The General Medical Council (GMC) decided to limit the medical work Professor David Southall, an expert on Munchhausen's syndrome by proxy with more than 30 years' experience, can do following a two-day disciplinary hearing in Manchester. But the GMC stopped short of actually striking him off as some reports had suggested it would.
The GMC tribunal chairman, Denis McDevitt, told Prof Southall that he must not engage in any aspect of child protection work either in or outside the NHS for three years.
Prof Southal, 56, accused Stephen Clark, 42, of deliberately suffocating his infant sons after watching a Channel 4 Dispatches programme in April 2000 in which he talked about his wife Sally's 1999 conviction for the murders of the two boys. Mrs Clark's murder convictions were quashed on appeal last year.
Mr McDevitt, chairman of the GMC professional conduct committee, told Prof Southall: "Taking into account the facts found proved against you including inappropriate and irresponsible behaviour and an abuse of your professional position, the committee consider your conduct amounts to a serious departure from the standards expected from a registered medical practitioner."
Mr McDevitt the paediatrician failed to take reasonable steps to verify his allegations when he produced a report on the Clark family in August 2000. Prof Southall claimed it was "beyond reasonable doubt" that Mr Clark had suffocated his first son, Christopher, in a hotel room.
"Your failure to adhere to these principles resulted in substantial stress to Mr Clark and his family at a time when they were most vulnerable and could have resulted in a child being taken back into care unnecessarily, and Mr Clark prosecuted as a result of your false allegation.
"The committee are concerned that at no time during these proceedings have you seen fit to withdraw these allegations or to offer any apology. In the circumstances, the committee have concluded that in your own and the public interest it must take action regarding your registration."
Mr Clark said he hoped that the GMC's verdict would stop Prof Southall and other doctors from making "reckless allegations of child abuse against innocent parents".
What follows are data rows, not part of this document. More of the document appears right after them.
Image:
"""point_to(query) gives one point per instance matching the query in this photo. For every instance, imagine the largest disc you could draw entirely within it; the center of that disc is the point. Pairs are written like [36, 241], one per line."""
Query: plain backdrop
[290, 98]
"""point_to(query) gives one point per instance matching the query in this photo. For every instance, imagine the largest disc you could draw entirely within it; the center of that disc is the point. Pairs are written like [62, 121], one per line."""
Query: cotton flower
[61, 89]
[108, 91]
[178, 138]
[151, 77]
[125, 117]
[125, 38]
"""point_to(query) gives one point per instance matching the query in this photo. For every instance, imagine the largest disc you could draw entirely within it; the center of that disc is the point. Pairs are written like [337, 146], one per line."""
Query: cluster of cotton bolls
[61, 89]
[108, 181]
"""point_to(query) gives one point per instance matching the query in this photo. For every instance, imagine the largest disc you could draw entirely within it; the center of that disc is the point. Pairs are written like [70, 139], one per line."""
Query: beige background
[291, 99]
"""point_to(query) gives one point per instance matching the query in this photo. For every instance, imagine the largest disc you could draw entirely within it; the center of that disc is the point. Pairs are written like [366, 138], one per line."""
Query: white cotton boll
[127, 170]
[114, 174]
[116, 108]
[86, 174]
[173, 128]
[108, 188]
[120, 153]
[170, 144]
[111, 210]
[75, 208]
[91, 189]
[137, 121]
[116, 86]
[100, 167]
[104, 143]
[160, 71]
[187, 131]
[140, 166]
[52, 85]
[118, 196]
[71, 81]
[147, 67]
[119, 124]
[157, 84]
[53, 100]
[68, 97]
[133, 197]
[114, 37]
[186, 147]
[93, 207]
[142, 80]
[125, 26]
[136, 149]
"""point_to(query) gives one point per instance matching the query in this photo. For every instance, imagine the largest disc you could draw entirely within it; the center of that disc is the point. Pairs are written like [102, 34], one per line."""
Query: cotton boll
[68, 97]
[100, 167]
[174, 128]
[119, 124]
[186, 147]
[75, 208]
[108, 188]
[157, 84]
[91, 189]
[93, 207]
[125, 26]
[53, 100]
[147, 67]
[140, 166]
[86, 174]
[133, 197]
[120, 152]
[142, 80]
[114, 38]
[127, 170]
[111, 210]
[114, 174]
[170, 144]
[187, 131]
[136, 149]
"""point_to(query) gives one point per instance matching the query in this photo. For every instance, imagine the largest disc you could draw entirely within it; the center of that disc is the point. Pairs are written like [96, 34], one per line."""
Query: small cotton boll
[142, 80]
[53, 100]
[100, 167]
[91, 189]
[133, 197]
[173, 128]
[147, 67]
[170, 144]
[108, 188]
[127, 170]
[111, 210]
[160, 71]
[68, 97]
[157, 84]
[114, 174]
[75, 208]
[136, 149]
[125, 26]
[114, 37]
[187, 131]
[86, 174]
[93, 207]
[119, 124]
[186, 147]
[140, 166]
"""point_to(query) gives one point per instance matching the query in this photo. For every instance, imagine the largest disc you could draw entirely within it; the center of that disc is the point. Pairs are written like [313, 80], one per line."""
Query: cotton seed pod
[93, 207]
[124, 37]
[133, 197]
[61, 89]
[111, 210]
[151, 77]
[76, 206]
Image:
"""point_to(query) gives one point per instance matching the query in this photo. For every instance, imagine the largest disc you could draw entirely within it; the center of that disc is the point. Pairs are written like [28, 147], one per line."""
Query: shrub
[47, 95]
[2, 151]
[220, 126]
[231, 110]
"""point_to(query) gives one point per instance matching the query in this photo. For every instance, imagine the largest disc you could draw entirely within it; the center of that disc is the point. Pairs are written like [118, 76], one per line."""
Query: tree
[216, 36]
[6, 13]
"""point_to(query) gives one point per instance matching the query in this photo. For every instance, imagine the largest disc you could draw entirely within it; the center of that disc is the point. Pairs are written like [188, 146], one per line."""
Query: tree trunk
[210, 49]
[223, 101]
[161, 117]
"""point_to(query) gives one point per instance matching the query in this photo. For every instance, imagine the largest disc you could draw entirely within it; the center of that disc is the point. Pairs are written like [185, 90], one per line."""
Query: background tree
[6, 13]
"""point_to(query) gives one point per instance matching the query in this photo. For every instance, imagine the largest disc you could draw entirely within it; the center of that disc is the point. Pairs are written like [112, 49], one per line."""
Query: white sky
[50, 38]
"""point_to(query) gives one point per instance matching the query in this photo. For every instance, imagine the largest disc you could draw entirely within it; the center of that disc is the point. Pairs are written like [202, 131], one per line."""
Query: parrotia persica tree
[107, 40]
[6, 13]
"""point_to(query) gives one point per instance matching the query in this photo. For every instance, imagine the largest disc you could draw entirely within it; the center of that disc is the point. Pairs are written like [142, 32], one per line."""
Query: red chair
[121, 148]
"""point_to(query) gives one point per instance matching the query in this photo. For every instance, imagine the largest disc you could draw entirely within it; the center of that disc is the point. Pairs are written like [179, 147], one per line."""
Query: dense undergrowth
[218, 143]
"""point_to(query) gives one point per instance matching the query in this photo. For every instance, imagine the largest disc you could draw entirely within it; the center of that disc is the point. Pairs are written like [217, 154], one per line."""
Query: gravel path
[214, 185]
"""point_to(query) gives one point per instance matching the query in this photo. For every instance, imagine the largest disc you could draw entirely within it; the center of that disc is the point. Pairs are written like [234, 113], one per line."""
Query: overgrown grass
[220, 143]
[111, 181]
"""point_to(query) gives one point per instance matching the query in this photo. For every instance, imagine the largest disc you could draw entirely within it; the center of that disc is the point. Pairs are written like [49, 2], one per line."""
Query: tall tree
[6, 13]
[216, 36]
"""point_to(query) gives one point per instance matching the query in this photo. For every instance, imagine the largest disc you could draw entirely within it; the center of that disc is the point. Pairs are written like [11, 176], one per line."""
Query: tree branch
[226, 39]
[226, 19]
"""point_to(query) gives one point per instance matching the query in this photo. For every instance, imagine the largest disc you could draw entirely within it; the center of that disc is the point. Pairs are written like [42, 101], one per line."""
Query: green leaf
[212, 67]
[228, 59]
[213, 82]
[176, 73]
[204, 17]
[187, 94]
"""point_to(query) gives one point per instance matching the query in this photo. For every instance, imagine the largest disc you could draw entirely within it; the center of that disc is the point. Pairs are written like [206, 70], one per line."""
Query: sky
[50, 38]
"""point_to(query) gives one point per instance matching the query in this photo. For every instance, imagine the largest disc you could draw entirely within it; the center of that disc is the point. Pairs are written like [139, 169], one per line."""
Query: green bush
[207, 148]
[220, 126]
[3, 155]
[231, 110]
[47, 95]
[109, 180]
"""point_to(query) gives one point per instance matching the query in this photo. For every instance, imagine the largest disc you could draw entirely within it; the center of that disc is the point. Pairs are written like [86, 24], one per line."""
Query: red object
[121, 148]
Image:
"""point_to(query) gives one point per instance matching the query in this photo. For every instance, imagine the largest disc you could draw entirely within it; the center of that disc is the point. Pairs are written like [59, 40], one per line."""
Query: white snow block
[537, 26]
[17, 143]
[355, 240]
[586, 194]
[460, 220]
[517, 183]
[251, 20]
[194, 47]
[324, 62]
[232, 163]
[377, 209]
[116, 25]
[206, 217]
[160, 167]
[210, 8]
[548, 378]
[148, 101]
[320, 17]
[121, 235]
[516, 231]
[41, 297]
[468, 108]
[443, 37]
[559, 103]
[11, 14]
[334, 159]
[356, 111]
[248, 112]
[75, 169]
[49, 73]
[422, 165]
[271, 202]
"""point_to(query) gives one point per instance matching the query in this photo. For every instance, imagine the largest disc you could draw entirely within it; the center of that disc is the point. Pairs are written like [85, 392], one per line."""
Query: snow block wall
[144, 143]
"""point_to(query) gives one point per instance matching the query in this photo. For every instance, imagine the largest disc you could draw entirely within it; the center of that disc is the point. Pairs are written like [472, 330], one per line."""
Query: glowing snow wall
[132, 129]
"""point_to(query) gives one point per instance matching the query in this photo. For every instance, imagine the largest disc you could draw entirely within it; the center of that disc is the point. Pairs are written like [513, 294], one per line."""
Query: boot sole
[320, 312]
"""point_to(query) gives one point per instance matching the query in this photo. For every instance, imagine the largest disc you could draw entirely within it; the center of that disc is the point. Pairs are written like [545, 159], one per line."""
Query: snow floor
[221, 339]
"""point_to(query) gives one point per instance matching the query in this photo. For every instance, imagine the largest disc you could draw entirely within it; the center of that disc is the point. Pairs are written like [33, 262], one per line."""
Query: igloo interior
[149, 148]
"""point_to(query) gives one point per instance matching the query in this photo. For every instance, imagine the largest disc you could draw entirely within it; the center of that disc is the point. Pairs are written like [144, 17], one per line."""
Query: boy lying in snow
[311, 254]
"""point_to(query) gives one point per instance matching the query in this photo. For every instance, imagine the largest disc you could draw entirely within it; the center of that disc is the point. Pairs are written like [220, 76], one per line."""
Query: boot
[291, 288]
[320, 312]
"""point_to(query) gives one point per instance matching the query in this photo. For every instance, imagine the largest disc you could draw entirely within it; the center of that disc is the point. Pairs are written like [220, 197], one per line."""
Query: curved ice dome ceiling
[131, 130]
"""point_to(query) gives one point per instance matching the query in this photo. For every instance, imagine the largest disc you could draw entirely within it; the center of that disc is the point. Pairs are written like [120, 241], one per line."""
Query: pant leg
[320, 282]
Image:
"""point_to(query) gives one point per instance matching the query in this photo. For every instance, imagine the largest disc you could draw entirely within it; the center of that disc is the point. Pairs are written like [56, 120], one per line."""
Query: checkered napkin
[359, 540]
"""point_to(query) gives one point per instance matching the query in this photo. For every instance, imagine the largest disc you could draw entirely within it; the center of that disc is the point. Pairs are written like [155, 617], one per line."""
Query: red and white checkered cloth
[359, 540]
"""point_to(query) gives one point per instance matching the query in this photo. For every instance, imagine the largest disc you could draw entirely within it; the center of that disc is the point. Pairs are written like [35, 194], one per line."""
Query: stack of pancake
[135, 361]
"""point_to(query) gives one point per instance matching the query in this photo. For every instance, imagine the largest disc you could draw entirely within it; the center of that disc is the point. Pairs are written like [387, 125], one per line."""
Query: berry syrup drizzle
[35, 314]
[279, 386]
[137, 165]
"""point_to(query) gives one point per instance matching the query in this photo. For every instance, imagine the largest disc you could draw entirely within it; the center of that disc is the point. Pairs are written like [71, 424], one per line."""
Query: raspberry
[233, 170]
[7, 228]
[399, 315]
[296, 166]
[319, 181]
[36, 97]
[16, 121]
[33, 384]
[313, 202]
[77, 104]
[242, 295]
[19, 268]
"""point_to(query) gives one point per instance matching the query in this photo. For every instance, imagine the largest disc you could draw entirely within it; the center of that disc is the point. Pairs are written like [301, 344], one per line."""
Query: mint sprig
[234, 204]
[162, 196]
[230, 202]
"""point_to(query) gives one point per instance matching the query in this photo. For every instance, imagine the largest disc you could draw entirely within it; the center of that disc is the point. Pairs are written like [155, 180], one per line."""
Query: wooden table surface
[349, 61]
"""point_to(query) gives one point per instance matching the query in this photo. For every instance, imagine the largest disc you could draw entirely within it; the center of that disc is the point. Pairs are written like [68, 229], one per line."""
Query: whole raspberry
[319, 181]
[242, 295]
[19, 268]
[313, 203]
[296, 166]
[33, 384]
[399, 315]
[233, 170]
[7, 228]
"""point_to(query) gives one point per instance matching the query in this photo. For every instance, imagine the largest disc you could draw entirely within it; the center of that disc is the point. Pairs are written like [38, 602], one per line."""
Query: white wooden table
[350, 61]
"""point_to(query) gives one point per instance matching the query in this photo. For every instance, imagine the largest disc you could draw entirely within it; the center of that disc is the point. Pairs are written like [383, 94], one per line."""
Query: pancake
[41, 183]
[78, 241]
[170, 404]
He said: "I hope that the committee's finding of serious professional misconduct against Professor Southall, and the imposition of conditions preventing him from working in the child protection field for three years, will send a strong message to him - and to any other, like-minded doctors - that irresponsible and reckless allegations of child abuse against innocent parents are simply not acceptable and will no longer be tolerated.
"I am also, of course, relieved that at last my complaints have been upheld and I have been fully exonerated from any blame."
In June, the GMC decided Prof Southall acted in a way that was "inappropriate", "irresponsible" and "misleading" when he produced the report on the Clark family based on a theory about the case that he presented as fact underpinned by his own research.
But the council then decided that it was not an abuse of his professional position to contact child protection officers, voice his concerns to police or make the allegations at a time when he was suspended from his job at the North Staffordshire hospital NHS trust.
Prof Southall previously admitted to the GMC that at the time he produced his report he had not interviewed either Steve or Sally Clark. The paediatrician said he had declined another doctor's request to place a caveat in his report to child protection staff explaining that it was based upon limited information.
The doctor has always denied serious professional misconduct. He will face the GMC's professional conduct committee again in January on seven other sets of complaints.
Prof Southall has previously attracted controversy for using hidden cameras to film parents suspected of abusing their children.